British novelist and historian

Jane Louisa Willyams (20 October 1786 – 28 May 1878) was a British novelist and historian. Her work focused on early Protestantism in Europe.

Jane Louisa Willyams was born on 20 October 1786 at Carnanton House in Cornwall. She was one of eight children of James Willyams.

With her sister Charlotte Champion Willyams Pascoe she wrote a novel, Coquetry (1818), published thanks to the help of Sir Walter Scott.

Willyams never married. After the death of her father in 1828, Willyams became a resident of a Protestant nunnery in Bristol, the Ladies’ Association. She left the following year, writing about her "disappointment at not finding the society composed of consistent and self-denying Christians."

After a four month stay at Chillon Castle, she published the novel Chillon: or, Protestants of the Sixteenth Century. An Historical Tale in 1845. The same year she published an anti-Catholic tract, The Reason Rendered: A Few Words Addressed to the Inhabitants of M——, in Cornwall.

She published a history of the Waldensians, a heretical sect founded in the 12th century often seen as proto-Protestant, in 1855 and a novel about the Hapsburgs, The Tower of the Hawk, in 1871.
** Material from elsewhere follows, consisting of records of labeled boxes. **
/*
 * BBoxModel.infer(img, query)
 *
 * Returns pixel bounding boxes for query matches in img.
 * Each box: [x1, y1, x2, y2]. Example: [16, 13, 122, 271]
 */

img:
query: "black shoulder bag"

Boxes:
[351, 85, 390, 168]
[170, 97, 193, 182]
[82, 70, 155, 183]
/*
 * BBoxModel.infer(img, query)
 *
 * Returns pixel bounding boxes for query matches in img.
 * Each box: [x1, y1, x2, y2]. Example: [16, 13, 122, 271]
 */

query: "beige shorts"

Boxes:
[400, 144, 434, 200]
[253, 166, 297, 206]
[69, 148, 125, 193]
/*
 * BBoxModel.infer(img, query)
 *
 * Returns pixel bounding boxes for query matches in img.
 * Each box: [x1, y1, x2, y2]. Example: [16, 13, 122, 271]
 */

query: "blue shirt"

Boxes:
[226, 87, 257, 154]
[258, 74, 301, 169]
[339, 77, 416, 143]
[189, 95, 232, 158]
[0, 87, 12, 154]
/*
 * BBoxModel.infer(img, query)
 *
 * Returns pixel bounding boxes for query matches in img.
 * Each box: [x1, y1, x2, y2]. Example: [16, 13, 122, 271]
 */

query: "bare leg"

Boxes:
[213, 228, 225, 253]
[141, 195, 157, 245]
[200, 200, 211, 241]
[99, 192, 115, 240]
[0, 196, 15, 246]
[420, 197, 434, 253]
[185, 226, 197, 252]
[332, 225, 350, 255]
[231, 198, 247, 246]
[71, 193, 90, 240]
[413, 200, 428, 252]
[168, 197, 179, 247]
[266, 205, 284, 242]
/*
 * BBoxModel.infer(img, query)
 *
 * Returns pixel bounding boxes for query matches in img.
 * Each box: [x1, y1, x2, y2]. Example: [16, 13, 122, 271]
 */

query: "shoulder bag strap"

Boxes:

Jane Louisa Willyams died on 28 May 1878 in Budleigh Salterton.

== Bibliography ==

- Coquetry, 1818
- Chillon: or, Protestants of the Sixteenth Century. An Historical Tale.  2 vol.  London: Hatchard, 1845.
- The Reason Rendered: A Few Words Addressed to the Inhabitants of M——, in Cornwall. London, 1845.
- A Short History Of The Waldensian Church In The Valleys Of Piedmont: From The Earliest Period To The Present Time, 1855
- The Tower of the Hawk: Some Passages in the History of the House of Hapsburg.  1 vol.  London: Hatchard, 1871.